HomeMy WebLinkAboutContract 45729 co L
TEMPORARY LICENSE AGREEMENT BETWEEN THE CITY OF FORT WORTH AND
CHESAPEAKE OPERATING,INC. FOR PRAIRIE DOG PARK
This Temporary License Agreement (this "Agreement") is by and between the City of Fort
Worth, Texas, a home-rule municipal corporation of the State of Texas, ("City") and Chesapeake
Operating Inc. ("Company").
WHEREAS, the City owns a certain piece of property known as Prairie Dog Park ("Park"),
located at 5060 Parker Henderson Road, Fort Worth, Texas 76119. "Company" will lay their temporary
water transfer lines inside the northeast boundary line of said property off of Parker Henderson Road,
heading due west into the culvert underneath Eastover Ave., which is depicted in Exhibit A, attached
hereto and incorporated herein for all purposes;
WHEREAS, Company desires to use a portion of the Park to place temporary waterlines to
supply water for its offsite natural gas drilling activities; and
WHEREAS, the City has reviewed the Company's request and agrees to grant the Company use
of a portion of the Park in accordance with the terms and conditions of this Agreement.
NOW, THEREFORE, in consideration of the mutual covenants herein expressed, the parties
agree as follows:
1. License and Purpose.
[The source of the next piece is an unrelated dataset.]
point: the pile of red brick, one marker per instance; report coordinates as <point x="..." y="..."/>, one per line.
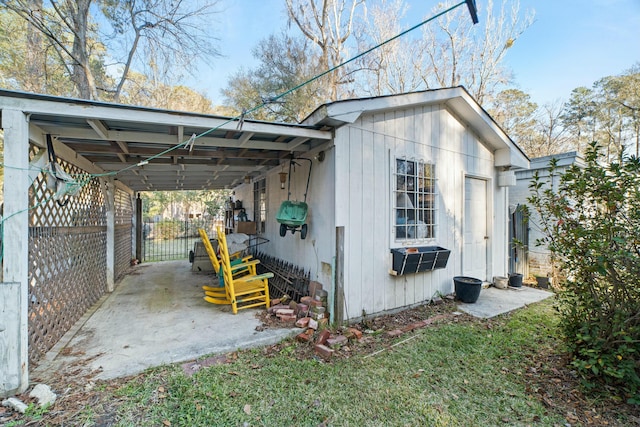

City hereby grants to the Company a non-exclusive license to use a portion
of the Park for the placement of temporary waterlines to serve the Company's offsite natural gas
drilling activities and for no other purpose. The specific location of the licensed premises is
depicted in more detail in Exhibit A, which is attached hereto and incorporated herein for all
purposes("Licensed Premises").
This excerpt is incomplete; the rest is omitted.